Pratiquer le yoga ne nous dispense pas de discernement, bien au contraire. Dans les textes historiques du yoga la notion de "viveka" (le discernement) est centrale dans la pratique. Elle permet de ne pas s'égarer sur les chemins paresseux d'un fanatisme béat et ou sectaire pour suivre le chemin plus ardu et plus exigeant de "satya" (la vérité).


Un nouvel outil de marche pour ce difficile chemin nous est proposé par Zineb Fahsi, jeune enseignante de yoga et journaliste : "Le yoga, nouvel esprit du capitalisme" paru chez Textuel.

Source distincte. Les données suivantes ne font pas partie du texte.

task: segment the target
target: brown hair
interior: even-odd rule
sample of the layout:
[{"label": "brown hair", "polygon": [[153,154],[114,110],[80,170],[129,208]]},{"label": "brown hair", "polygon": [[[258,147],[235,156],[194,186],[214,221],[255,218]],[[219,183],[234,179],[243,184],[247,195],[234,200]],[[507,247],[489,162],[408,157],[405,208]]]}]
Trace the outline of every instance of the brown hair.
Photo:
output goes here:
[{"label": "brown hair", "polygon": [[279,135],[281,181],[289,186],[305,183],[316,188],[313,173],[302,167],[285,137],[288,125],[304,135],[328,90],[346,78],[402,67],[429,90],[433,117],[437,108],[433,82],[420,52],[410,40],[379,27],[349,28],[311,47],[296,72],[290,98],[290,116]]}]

Interrogée par Jeanne, sa complice du blog Citta Vritti, Zineb répond : "J’ai écrit ce livre pour mettre en ordre tout un tas de questions que je me posais afin de les disséquer. Personnellement je ne suis pas militante dans mes cours de yoga ; je trouve que cela pourrait être une injonction de plus dans un univers où l’on est déjà soumis à tout un tas de contraintes, d’obligations et de moralisation. Je le fais par d’autres canaux comme ce livre, notre blog, ou les réseaux sociaux. J’essaye aussi de proposer un espace le plus possible en marge des injonctions à la performance et au dépassement de soi et j’essaye de proposer un yoga qui ne fasse pas de promesses miracles, d’avoir une communication autour de ma pratique qui reste la plus humble possible. Et je trouve que c’est déjà politique : proposer un espace dans lequel les gens peuvent respirer, être curieux et non pas dans une démarche d’amélioration de soi. J’espère que c’est un yoga qui peut être libérateur. Ce sont des ambitions simples : un yoga bien-être dans le sens noble du terme, pour prendre soin les uns des autres."